We ought to pay more attention to GENUINE Muslim moderates, and stop playing this game of with the Saudi Wahhabis, The Egyptian Mulim Brotherhood and the Pakistani Jihadists. The game is "respecting" their religion, which is just a cloke for their extreme totalitarian ambitions. I see no reason to encourage them in this, and every reason to call them on it.
It's easy to respect a religion of peace. Let these militant groups start to DEMONSTRATE that they are practicing one, or be treated like the facist totalitarians that they are.

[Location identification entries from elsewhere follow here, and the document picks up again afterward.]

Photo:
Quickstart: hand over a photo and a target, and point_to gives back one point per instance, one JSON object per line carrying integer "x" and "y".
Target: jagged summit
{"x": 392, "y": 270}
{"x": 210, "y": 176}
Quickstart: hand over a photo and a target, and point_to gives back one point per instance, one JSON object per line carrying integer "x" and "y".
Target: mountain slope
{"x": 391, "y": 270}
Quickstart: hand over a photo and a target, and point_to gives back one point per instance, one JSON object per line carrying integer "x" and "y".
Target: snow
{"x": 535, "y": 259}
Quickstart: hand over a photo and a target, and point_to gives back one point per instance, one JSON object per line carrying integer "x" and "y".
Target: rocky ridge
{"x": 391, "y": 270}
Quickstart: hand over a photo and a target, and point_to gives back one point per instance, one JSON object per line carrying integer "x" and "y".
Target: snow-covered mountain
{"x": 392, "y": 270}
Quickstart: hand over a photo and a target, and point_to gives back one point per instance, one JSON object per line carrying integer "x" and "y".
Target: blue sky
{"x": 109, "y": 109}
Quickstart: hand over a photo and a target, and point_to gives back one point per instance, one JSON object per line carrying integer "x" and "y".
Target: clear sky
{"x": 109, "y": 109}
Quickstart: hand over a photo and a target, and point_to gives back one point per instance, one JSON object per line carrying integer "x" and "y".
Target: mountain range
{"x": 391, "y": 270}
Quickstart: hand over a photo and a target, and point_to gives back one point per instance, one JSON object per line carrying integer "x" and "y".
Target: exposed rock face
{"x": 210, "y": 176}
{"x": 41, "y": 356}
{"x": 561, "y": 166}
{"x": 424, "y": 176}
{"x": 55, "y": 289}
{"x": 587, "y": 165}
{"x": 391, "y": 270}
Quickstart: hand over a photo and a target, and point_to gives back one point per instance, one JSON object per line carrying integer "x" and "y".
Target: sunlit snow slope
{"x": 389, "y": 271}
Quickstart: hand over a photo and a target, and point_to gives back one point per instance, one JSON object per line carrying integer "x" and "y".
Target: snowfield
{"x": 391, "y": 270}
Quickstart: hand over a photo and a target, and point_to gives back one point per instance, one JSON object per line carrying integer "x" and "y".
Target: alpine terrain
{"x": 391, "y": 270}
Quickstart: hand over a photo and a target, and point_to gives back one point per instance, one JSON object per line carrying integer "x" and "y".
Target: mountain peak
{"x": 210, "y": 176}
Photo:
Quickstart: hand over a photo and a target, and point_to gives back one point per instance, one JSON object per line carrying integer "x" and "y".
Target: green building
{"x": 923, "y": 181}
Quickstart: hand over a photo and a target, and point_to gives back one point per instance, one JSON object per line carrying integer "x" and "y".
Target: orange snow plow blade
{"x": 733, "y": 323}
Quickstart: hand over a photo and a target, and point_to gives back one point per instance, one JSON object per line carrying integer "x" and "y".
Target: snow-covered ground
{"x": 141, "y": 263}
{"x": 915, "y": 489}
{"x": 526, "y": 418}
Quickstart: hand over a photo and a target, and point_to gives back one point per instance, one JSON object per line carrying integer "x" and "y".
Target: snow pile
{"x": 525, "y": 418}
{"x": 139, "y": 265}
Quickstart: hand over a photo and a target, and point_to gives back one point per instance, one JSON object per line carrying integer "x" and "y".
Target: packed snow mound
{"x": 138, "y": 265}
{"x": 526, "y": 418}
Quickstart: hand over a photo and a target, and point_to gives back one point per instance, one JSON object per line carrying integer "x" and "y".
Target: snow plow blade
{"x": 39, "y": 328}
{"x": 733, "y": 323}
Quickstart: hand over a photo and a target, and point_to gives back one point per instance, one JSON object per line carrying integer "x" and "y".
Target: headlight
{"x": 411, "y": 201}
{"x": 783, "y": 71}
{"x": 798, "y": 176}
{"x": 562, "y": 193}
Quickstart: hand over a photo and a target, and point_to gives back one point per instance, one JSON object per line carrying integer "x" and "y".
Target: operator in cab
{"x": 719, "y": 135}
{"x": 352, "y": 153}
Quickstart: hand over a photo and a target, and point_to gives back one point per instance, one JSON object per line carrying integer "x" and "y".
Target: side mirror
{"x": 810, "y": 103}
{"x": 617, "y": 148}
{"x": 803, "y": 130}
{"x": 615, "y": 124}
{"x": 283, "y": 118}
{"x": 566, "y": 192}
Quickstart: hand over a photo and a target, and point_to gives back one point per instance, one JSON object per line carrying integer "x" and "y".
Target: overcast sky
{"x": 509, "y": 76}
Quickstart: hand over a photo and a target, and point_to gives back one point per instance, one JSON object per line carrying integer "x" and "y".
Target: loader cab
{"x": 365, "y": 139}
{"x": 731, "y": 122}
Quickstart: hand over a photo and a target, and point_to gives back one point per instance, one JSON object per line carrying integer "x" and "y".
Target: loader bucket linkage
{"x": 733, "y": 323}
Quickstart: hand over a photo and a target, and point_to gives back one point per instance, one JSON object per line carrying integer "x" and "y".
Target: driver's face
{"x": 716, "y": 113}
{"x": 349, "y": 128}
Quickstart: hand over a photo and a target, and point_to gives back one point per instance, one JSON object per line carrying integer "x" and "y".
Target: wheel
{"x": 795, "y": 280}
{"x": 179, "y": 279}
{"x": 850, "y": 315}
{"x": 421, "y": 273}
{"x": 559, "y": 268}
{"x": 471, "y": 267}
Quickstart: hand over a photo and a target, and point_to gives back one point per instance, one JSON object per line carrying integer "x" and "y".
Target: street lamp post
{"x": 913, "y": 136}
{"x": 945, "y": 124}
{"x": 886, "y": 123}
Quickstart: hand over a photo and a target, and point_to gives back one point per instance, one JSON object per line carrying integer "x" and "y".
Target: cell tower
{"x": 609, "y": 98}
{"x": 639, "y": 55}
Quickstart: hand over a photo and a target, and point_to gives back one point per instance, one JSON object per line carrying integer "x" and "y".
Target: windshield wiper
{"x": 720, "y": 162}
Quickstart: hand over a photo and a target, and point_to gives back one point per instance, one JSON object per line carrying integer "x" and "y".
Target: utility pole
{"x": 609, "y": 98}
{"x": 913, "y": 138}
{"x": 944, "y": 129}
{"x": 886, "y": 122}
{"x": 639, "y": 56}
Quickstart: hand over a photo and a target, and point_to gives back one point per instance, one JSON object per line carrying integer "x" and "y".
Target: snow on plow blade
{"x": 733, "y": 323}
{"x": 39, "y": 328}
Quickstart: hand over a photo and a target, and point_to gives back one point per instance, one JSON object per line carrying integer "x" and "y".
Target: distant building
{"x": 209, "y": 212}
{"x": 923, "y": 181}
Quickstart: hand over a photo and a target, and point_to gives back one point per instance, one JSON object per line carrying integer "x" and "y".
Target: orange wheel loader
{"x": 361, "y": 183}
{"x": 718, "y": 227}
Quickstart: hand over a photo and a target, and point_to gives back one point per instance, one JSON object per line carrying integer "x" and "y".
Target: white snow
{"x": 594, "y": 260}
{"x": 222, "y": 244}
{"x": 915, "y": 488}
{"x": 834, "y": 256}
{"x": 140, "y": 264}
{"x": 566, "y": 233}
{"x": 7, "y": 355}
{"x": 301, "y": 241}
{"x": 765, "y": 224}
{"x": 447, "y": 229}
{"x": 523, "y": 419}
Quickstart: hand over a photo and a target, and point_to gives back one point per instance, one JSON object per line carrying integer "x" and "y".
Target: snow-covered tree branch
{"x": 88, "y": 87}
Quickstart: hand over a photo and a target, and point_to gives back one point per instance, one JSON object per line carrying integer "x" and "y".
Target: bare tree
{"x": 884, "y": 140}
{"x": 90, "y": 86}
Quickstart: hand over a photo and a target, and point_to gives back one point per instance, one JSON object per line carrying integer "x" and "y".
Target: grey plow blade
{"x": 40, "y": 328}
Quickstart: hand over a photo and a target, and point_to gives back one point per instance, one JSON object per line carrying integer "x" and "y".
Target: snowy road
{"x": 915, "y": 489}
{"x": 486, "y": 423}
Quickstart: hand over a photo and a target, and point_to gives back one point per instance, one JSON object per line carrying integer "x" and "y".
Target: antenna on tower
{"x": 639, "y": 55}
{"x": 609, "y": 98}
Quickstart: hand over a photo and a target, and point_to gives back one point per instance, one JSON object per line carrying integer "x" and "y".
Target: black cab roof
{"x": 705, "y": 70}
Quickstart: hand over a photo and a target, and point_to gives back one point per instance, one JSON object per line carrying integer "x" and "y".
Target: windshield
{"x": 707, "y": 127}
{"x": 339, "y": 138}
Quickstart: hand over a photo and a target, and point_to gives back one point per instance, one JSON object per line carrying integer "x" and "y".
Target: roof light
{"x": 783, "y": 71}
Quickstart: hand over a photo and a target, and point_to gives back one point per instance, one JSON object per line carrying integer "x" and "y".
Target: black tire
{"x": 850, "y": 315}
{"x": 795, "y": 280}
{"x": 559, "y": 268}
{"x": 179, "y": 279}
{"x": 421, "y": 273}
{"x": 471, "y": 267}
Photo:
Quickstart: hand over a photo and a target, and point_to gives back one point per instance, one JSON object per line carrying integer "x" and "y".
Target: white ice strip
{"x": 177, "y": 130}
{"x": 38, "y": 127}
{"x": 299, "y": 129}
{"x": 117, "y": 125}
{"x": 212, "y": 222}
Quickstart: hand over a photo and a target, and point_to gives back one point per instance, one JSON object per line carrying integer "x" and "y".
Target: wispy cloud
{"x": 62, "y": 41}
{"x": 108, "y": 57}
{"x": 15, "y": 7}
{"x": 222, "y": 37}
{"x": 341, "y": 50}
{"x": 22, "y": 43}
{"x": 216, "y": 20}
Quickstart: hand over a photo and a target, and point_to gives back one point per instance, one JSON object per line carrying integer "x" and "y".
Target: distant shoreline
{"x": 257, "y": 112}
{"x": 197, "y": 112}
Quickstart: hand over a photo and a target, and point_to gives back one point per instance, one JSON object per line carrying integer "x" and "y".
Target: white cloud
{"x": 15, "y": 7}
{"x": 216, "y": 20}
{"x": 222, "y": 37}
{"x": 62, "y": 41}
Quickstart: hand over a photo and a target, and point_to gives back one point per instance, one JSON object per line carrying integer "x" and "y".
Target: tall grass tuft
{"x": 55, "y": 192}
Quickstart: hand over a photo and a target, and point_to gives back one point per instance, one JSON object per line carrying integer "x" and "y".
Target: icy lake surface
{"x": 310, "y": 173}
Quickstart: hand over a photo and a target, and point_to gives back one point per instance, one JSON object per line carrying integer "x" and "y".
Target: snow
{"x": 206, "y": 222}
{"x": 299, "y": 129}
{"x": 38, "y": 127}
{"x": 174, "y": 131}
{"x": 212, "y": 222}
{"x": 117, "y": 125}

I know that W. has a reputation of trying to build coalitions of concensus between groups who disagree. It's what he did in Texas, and what he is trying to do in Washington. But with the Saudis, we have to be so very careful. I fear we are just being their "enablers", enabling them to just continue on as they always have. That led to Bil Laden, and if it continues unchallenged, well, I would not like to see where that goes.
They can give the Bush family all the private assurances they want to, which they have been doing for years, but it's just not good enough anymore. They need to start making real changes, or lose our respect and experience diminising support from us.
Chas:
I wholeheartedly agree. To be honest I think Bush is too accomodating but if I were President it would be hard. Ann Coulter and you and I can criticize Muslims all we want without fear of consequences but with the President its a much different deal.
Love your blog. I'm adding you to my blogroll.
Tammy Bruce has been asked if she would run for political office. She said no, because a politician must make compromises, and she didn't think she could do it; that she could be more effective doing what she is doing, publishing and speaking, and hosting her radio talk show.
I understand that President Bush has to compromise (I admire him for it at times; it's an ability most of the Democrats seem to have forgotten). But those of us who are not elected officials can be more outspoken, and when any of our elected officials go too far in a bad direction, we need to speak up. And blogs are one good way to do that!
Thank you for the link, I've added you on my blogroll too.